Dublin City Council is proposing to continue charging motorists to cross the East Link Toll Bridge after the 30-year
private contract comes to an end.
Councillors will be asked to decide whether to end tolls on the bridge, in place since 1984, or keep the cash for the council when the contract ends next year.
City engineer Michael Phillips will next week recommend that councillors choose to retain the €4.2 million in annual toll revenue. The bridge, which was opened in 1984 by the then taoiseach Dr Garret FitzGerald, was Ireland's first toll bridge under a public private partnership.
Operated the toll
National Toll Roads operated the toll since the bridge was constructed until 2010 when it sold the rights to Dutch company DIF.
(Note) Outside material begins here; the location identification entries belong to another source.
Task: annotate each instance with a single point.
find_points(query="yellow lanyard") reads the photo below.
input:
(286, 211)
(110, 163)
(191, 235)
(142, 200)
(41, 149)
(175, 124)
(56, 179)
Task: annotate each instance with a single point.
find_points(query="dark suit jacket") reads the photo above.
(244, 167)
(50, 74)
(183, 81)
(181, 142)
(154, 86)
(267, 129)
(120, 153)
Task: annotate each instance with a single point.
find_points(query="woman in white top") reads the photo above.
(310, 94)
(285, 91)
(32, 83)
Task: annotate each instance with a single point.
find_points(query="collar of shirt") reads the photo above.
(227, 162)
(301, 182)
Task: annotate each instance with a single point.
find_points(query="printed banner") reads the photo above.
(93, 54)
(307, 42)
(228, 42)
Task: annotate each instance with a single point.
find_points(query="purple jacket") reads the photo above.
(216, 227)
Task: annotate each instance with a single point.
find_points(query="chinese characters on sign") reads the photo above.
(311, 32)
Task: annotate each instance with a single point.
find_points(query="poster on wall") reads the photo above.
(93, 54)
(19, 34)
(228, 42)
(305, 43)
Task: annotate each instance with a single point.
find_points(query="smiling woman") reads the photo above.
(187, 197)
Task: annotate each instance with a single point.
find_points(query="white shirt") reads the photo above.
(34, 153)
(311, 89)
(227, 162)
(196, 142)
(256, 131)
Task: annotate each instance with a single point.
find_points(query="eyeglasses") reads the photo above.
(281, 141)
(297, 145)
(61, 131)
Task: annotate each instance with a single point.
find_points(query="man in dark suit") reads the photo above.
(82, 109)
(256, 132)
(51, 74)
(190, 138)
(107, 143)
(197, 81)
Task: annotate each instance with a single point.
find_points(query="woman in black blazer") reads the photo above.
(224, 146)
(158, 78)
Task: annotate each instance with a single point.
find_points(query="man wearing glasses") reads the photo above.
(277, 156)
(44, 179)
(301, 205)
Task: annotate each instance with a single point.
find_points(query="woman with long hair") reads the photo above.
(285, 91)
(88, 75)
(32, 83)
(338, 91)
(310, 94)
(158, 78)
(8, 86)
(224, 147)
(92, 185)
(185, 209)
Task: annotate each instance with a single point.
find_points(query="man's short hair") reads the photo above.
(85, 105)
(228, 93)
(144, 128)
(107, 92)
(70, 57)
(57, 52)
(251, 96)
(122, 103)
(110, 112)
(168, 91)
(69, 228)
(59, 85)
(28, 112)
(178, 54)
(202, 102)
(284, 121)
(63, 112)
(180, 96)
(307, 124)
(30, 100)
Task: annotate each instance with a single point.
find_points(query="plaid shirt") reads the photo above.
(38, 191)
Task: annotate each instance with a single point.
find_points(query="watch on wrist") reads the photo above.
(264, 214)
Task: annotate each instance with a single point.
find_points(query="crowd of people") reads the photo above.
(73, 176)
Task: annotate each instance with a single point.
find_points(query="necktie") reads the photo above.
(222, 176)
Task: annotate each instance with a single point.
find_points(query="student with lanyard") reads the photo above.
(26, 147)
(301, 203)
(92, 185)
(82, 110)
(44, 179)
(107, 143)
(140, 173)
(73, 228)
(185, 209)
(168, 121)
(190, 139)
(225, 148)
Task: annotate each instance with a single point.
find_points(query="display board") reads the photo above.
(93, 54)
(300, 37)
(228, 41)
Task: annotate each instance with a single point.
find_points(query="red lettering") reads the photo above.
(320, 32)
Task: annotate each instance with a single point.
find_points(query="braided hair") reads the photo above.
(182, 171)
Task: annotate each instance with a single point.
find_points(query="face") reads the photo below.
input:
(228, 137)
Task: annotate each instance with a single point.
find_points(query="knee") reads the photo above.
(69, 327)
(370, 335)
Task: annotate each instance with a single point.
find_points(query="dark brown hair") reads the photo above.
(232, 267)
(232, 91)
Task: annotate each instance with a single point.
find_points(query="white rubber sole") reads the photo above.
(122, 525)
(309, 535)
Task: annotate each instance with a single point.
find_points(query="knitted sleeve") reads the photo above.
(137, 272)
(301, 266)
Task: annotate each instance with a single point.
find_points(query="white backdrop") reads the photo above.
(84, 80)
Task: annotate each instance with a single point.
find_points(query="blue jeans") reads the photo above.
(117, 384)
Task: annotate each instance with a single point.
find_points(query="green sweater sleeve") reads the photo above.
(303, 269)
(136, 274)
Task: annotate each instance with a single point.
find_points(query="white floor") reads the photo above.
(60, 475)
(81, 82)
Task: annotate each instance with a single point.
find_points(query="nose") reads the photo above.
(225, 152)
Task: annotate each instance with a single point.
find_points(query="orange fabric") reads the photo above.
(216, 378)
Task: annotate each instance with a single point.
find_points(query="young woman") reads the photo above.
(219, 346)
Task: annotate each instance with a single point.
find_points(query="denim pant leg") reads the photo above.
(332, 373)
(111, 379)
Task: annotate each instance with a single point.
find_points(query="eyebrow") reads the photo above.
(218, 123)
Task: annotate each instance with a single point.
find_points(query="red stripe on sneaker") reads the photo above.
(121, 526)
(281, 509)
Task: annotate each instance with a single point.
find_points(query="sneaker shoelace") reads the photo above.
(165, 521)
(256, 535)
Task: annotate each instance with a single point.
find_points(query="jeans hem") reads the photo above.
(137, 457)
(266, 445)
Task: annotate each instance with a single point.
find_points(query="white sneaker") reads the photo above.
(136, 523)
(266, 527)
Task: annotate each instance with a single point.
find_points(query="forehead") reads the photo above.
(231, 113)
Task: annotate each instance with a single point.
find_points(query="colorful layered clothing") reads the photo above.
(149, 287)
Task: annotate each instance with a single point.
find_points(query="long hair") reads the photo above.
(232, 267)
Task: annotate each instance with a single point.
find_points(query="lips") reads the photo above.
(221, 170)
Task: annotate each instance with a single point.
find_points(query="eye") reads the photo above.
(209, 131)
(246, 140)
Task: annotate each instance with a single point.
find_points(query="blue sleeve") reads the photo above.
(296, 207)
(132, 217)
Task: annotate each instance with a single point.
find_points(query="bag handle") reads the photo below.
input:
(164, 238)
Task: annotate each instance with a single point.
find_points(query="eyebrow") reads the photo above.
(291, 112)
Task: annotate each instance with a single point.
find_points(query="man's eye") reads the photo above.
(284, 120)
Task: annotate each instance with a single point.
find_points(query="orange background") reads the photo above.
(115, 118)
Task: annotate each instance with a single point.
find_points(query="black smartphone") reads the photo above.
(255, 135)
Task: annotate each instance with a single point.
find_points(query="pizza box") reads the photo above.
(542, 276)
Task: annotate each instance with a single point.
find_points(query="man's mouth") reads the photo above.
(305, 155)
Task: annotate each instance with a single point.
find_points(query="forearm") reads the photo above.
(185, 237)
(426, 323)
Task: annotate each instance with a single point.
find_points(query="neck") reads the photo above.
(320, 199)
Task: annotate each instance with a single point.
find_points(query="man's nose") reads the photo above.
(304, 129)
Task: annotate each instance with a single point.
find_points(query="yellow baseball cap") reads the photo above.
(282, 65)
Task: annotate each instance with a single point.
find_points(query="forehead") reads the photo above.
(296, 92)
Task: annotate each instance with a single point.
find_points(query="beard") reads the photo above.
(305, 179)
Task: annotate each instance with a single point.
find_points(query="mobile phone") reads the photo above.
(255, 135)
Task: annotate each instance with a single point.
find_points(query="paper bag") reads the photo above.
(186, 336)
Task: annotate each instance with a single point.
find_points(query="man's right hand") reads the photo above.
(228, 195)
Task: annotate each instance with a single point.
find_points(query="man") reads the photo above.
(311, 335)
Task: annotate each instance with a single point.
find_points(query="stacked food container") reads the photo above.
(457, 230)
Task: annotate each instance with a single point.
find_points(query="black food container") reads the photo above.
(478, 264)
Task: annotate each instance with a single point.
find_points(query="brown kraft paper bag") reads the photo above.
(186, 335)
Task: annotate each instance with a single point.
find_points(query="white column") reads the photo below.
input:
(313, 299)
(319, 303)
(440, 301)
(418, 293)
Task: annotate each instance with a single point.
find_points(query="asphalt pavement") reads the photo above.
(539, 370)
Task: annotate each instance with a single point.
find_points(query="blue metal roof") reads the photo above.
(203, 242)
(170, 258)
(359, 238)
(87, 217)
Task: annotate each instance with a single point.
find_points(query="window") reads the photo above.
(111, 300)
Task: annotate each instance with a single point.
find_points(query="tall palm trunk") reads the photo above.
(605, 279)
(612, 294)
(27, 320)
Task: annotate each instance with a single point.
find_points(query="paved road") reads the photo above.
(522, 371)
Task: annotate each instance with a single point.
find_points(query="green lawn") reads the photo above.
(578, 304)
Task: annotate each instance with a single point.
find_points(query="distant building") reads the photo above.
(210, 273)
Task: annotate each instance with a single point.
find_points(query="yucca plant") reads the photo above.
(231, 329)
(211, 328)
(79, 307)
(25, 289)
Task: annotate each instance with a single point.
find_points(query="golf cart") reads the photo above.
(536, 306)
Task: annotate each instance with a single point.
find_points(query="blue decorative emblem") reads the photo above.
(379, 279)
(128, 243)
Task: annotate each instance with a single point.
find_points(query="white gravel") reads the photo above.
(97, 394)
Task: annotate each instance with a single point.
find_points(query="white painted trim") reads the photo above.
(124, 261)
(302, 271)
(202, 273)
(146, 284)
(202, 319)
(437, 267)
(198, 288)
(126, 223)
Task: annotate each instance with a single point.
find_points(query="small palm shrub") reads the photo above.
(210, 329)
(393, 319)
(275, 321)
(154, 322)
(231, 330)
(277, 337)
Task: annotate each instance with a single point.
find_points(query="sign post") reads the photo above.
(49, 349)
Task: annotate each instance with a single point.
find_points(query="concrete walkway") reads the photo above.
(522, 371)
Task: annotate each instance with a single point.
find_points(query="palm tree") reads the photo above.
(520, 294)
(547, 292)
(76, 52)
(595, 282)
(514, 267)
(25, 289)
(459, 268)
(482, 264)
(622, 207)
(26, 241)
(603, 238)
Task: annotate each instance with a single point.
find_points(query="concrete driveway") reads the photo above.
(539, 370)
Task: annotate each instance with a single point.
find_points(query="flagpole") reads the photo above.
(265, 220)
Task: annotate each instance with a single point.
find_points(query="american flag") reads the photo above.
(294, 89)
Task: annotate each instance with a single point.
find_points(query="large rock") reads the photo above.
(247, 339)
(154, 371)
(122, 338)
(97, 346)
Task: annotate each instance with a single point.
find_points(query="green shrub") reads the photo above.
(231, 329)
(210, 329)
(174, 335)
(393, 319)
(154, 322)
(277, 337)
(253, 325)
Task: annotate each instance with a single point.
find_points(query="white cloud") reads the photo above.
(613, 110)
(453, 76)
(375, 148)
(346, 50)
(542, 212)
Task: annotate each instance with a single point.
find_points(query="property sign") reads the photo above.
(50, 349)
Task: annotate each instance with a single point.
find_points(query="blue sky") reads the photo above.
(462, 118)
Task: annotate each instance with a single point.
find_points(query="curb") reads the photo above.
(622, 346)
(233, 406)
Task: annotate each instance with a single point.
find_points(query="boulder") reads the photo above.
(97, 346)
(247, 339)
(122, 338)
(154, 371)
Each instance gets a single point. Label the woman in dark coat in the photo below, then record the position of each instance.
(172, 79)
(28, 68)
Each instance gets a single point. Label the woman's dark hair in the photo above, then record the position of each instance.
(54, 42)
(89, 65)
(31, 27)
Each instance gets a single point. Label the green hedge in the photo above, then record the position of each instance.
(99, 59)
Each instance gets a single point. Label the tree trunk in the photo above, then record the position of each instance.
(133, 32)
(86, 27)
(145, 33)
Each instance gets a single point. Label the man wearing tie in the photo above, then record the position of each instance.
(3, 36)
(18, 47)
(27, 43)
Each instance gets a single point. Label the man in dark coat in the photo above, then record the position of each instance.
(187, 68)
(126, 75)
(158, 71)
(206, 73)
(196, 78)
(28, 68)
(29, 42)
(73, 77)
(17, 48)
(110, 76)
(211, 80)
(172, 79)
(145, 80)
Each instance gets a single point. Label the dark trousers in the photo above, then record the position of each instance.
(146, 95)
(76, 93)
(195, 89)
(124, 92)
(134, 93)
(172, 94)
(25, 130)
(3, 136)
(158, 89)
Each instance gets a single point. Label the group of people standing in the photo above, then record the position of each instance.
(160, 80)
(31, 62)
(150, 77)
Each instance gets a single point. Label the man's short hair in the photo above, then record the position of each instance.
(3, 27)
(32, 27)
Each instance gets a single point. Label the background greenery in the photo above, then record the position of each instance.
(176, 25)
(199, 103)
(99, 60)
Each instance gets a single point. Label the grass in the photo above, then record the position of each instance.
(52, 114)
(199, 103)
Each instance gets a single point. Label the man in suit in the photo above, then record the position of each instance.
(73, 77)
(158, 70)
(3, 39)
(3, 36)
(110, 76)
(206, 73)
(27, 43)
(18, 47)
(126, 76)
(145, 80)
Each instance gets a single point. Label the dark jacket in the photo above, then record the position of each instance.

Last year the toll generated a net profit of €4.2 million, 58.34 per cent of which went to DIF, 25 per cent to the Dublin Port Company and 16.66 per cent to the council. Out of the council's share it had to pay out €600,000 in rebates to hauliers who have no option but to use the bridge because of the ban on five-axle lorries on city streets.
Once the public-private partnership contract ends, the council would get to keep all the profits, Mr Phillips said.
“100 per cent of the profits from the toll facility would now accrue to DCC as the other two parties to the current arrangement, Dublin Port Company and DIF, would no longer have any involvement.”